On March 10, 2020, Microsoft teamed with partners in 35 countries to battle the Necurs botnets. Pooling their combined legal and technical efforts, they worked together to fight a prolific botnet that has infected over nine million computers around the world.
Their goal is to prevent the criminals responsible from utilizing the chief components of their infrastructure to carry out cyberattacks.
A network of malware-infected computers, a botnet can be remotely controlled by a cybercriminal to commit crimes. Initially discovered by BitSight (Microsoft’s Digital Crimes Unit) and others in 2012, the Necurs botnet has distributed various types of malware and is one of the largest networks distributing malicious spam to millions of victims worldwide.
Thought to be run by Russian-based criminals, Necurs has been used for scams involving Russian dating, phony pharmaceutical emails, and pump-and-dump stock schemes. Necurs has attacked computers, pilfered online account credentials, and stolen sensitive personal information from millions worldwide.
Necurs syndicates also sell or rent access to the devices they have infected, offering a botnet-for-hire service to cybercriminals. In addition, they have distributed malware and ransomware targeting financial activities. Necurs botnets have also used infected computers for cryptomining without the users’ knowledge or consent.

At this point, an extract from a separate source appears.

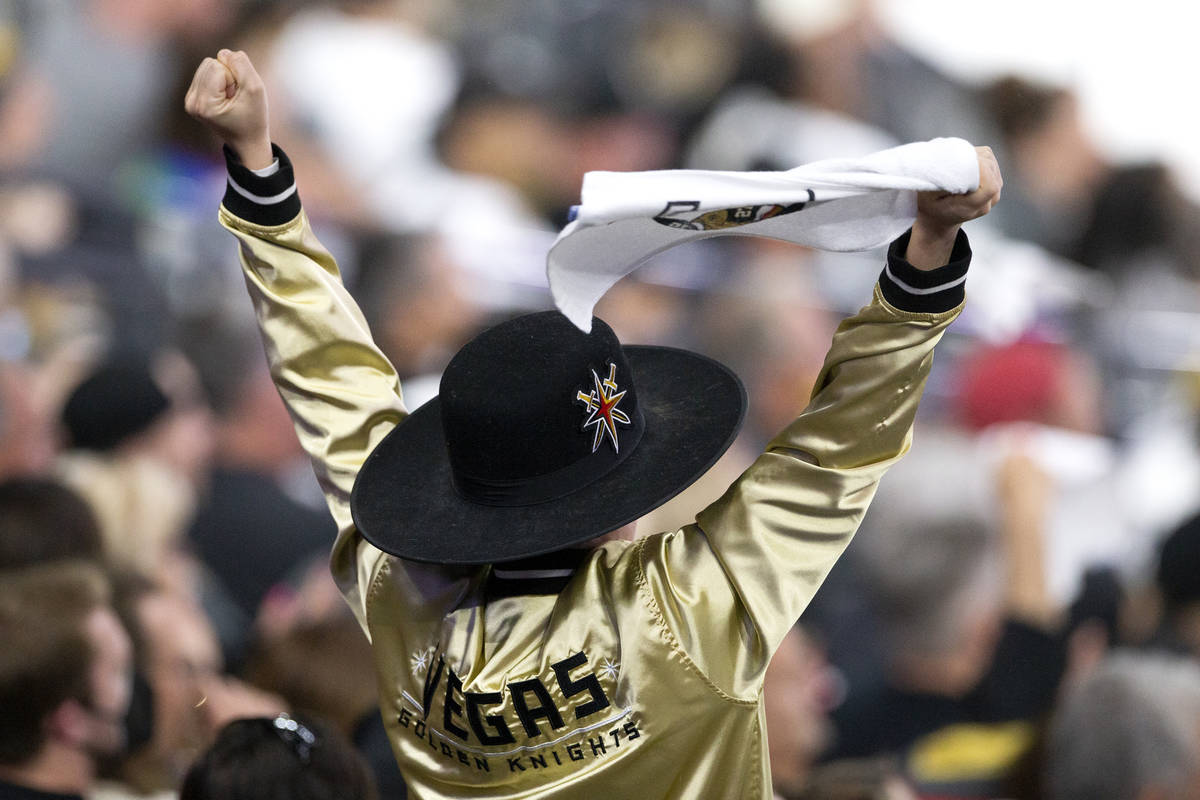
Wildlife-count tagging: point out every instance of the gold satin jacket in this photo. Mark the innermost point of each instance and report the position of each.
(636, 669)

Blockade of Botnet Domains
After determining the algorithm that Necurs used to systematically generate millions of new domains, Microsoft reported those future domains to registries worldwide in order to prevent them from being components of the Necurs infrastructure. Preventing the use of their existing websites and blocking Necurs from registering new domains has resulted in massively disrupting the Necurs botnet.
Moreover, Microsoft has teamed with ISPs (Internet Service Providers) and others to eliminate Necurs botnet malware from the computers of their customers. Microsoft has also partnered with companies and governments in this worldwide effort through the company’s CTIP (Cyber Threat Intelligence Program).
In order to maintain the continued disruption of the Necurs botnet, Microsoft has formed working partnerships with domain registries, various government CERTs (Computer Emergency Response Teams), and the law enforcement agencies of Colombia, France, Spain, India, Japan, Mexico, Taiwan, Poland and Romania, among others.